Avec les sociétés de contrôle succédant aux sociétés disciplinaires, un autre dispositif a pris le relais du panoptique, réinvestissant l’espace d’une manière analogue mais renouvelée, réformant les anciennes disciplines pour les adapter à de nouveaux enjeux : l’open space. Souvent comparé au panoptique, l’open space agence également l’espace de sorte que les jeux de regards suffisent à établir des relations de pouvoir. Cependant, il apporte une nouveauté radicale en ce que les surveillés peuvent désormais, d’une part se voir entre eux, et d’autre part voir les surveillants. La verticalité de la surveillance laisse ainsi davantage place à une horizontalité du regard et du pouvoir, la surveillance unilatérale du contre-maître sur les travailleurs de jadis laissant place à une surveillance égalitaire de chacun par chacun, pouvant même s’étendre, en droit, jusqu’à une surveillance des cadres par leurs subordonnés. Les relations de pouvoir, loin de disparaître dans cette architecture en apparence plus humaine, sont simplement redistribuées afin de poursuivre plus efficacement des buts d’une nature différente. Le capitalisme de l’âge de la biopolitique cherche en effet désormais moins à se fonder sur la seule exploitation et coercition des individus, que sur leur autonomie, initiative et créativité, et l’open space est pensé d’après ses théoriciens comme devant produire une telle subjectivation.

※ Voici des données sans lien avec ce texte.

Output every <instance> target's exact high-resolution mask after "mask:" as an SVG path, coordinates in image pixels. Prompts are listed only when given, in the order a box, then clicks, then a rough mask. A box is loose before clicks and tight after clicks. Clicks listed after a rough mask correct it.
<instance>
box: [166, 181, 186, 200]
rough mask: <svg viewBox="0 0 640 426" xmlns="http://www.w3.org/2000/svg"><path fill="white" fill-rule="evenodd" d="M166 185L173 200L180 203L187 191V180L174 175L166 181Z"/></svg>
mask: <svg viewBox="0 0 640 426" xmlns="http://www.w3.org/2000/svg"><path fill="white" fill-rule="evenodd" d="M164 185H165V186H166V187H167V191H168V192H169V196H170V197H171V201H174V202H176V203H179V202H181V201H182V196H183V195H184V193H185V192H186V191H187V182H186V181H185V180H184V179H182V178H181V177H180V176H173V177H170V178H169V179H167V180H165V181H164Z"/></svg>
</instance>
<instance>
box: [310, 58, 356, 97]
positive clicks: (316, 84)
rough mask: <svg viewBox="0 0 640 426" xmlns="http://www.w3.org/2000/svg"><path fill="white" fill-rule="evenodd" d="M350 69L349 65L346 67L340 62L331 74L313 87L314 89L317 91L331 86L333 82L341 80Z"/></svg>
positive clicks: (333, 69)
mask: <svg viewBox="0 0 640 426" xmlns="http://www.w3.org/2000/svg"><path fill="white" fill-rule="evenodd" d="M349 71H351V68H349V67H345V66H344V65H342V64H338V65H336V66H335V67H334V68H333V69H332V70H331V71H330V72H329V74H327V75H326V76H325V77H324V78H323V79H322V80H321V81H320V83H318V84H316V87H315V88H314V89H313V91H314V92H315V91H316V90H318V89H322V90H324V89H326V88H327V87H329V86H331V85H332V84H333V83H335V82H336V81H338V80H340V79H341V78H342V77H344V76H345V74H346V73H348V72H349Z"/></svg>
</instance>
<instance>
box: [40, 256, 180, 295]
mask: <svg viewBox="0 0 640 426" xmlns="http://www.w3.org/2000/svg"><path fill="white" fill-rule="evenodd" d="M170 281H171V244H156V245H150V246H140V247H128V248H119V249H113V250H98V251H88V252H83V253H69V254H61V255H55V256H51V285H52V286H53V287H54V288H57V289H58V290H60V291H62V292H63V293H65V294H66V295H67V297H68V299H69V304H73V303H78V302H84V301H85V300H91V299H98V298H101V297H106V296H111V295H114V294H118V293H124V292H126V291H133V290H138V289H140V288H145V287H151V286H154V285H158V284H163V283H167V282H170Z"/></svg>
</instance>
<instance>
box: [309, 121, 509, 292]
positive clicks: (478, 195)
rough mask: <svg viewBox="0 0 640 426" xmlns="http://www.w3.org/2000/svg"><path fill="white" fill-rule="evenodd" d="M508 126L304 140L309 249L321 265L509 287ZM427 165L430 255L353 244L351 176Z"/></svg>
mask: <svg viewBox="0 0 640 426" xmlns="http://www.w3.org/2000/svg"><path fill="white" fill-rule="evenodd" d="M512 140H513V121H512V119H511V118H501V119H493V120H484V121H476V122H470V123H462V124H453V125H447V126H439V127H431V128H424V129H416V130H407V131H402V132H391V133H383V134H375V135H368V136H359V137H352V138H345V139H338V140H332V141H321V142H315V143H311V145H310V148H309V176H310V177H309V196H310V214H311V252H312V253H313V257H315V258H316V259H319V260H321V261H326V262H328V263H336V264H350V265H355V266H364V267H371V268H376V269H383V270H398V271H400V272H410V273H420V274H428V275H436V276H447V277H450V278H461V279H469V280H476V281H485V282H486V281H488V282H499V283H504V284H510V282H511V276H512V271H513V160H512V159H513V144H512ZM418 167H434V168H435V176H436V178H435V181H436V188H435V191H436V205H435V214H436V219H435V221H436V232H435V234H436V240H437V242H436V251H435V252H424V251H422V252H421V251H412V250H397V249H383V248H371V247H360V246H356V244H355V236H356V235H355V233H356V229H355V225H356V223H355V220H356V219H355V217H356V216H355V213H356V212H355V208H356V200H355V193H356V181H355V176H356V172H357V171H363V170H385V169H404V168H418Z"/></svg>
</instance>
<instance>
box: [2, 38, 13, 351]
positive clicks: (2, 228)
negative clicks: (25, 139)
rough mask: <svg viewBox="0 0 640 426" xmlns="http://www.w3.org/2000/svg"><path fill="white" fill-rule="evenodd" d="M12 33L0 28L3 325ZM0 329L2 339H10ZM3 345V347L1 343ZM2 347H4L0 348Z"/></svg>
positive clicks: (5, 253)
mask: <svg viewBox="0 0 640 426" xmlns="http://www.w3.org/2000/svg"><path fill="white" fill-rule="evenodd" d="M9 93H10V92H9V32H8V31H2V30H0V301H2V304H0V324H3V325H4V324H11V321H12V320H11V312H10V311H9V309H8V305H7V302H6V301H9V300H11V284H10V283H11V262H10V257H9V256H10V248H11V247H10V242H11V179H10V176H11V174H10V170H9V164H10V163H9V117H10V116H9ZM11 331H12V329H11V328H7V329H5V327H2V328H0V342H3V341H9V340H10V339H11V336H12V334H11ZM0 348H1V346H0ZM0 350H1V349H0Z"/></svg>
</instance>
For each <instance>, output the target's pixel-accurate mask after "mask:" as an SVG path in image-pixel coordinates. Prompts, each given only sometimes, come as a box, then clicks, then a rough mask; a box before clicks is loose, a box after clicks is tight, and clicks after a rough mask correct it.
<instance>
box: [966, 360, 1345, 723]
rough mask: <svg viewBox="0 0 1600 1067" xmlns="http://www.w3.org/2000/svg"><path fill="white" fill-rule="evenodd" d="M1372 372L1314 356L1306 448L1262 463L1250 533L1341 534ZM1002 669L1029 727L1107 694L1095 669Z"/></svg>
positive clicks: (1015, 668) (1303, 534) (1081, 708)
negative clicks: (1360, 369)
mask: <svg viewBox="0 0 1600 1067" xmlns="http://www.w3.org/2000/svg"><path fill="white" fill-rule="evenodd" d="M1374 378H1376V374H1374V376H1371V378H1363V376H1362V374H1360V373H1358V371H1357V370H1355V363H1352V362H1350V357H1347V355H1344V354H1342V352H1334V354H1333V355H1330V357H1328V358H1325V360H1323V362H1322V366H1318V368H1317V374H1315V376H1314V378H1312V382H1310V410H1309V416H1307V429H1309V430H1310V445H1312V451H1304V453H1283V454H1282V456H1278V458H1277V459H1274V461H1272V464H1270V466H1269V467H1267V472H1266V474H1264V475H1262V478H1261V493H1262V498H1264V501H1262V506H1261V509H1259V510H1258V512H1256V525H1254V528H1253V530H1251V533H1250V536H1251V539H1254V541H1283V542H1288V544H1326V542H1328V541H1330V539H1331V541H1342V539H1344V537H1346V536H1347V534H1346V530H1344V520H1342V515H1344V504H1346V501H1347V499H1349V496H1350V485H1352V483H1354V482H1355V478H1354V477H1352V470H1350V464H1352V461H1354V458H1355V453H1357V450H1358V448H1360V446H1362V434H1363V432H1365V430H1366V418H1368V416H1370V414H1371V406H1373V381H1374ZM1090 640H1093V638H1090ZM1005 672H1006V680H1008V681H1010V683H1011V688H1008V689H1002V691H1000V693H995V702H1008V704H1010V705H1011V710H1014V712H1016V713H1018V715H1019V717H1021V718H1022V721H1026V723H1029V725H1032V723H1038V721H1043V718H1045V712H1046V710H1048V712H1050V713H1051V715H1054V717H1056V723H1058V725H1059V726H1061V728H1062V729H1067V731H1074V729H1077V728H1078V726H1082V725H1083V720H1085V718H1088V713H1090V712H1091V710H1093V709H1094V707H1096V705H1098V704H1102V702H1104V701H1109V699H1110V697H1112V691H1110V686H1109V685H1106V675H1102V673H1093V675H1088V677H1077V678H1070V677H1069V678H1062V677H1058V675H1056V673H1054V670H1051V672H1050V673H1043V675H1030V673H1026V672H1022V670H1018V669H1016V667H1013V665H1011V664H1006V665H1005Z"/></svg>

L’open space constitue ainsi un modèle théorique général, un dispositif exploité même en d’autres lieux que la seule entreprise, tout comme l’architecture du panoptique des sociétés disciplinaires dessinait le diagramme idéal d’un mécanisme de pouvoir polyvalent dans ses applications, réinvesti par des institutions autres que les seuls lieux pénitenciers. À cette institutionnalisation de l’open space et de la société de contrôle utilisant essentiellement l’outil informatique comme instrument de (télé)surveillance, s’opposent des actes de micro-résistance déjà évoqués en partie par Deleuze, dont la finalité est de soustraire non plus seulement au regard du seul surveillant, mais à celui de tous : cryptage, brouillage, piratage, introduction de virus. Elles rappellent que « le pouvoir passe par les dominés non moins que par les dominants », comme le remarquait Deleuze dans son texte sur Foucault.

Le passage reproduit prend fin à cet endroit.